As society and ecology are ignored, murmurs of discontent spiral into open conflict. The great Indian bustard is one of India’s most charismatic birds. He is being displaced and killed by these power lines. This has led to the Supreme Court having to intervene. Communities displaced from traditional grazing lands have been protesting these developments in Kutch, among others.

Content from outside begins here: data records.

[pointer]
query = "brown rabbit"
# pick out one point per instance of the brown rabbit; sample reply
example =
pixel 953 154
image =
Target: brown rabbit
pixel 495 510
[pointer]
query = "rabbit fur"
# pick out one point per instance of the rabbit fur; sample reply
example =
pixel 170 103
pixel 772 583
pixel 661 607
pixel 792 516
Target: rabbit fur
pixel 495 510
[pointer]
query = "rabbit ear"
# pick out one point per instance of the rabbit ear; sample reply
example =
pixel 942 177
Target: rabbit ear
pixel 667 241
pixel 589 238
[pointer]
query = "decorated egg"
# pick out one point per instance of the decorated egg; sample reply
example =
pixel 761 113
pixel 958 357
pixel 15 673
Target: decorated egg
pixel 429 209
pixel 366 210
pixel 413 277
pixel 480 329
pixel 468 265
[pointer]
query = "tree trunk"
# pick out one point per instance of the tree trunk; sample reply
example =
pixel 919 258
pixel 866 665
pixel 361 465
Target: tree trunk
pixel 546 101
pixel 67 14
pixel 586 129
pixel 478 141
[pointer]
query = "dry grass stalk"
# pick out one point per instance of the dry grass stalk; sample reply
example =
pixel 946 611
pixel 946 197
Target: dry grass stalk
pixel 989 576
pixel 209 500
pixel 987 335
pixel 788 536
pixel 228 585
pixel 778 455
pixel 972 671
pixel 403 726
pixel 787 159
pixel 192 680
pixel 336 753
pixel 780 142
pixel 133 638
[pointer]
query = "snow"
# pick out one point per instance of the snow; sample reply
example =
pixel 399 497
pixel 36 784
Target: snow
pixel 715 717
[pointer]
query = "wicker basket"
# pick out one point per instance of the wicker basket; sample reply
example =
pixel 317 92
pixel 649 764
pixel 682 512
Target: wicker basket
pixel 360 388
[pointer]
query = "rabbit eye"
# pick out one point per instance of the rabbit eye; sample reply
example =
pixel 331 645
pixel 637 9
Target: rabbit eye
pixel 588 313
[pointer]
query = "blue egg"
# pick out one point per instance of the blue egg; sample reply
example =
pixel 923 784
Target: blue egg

The government’s policy on rooftop solar installations is an alternative to grid-scale solar on ONEs. Although grid-scale solar can be difficult to implement on residential roof-tops there are large grey areas that have been developed or designated for industrial purposes, large-scale production of solar is possible. Maharashtra Industrial Development Corporation owns a land bank totaling over 2.5 lakh acres. It would produce nearly 16 gigawatts per year if even 20% of the area were used for solar power generation. Because these industrial areas are major consumers, localised generation and utilisation can reduce transmission losses. Solar installations can also be made on rooftops of public buildings as with some railway stations.
Another alternative scenario is to use agrivoltaics in degraded agricultural lands. Dual benefits can be achieved by placing solar panels so that they can be grown below them. The shade of solar panels reduces evapotranspiration and conserves water. Additionally, the panels benefit from higher efficiency due to the cooling effect generated by the plants that grow below them. The Alliance for Reversal of Ecosystem Service Threats (AREST) has identified 11,000,000 hectares of degraded agriculture lands in semi-arid, sub-humid areas of India. These areas could be used for agrovoltaics which could transform the rural economy.
Although it is true that renewable energy projects have the potential to reduce our dependence on an energy economy that relies on fossil fuels, more attention must be paid to how and where they are implemented. Unfortunately, they have been poorly executed and poorly planned. They have not paid much attention to the ecological diversity and richness of the ONEs or the human livelihood and cultures these lands support.
Madhusudan works as a conservation scientist at the National Centre for Biological Sciences in Bengaluru. Vanak is an ecologist, Senior Fellow at ATREE in Bengaluru.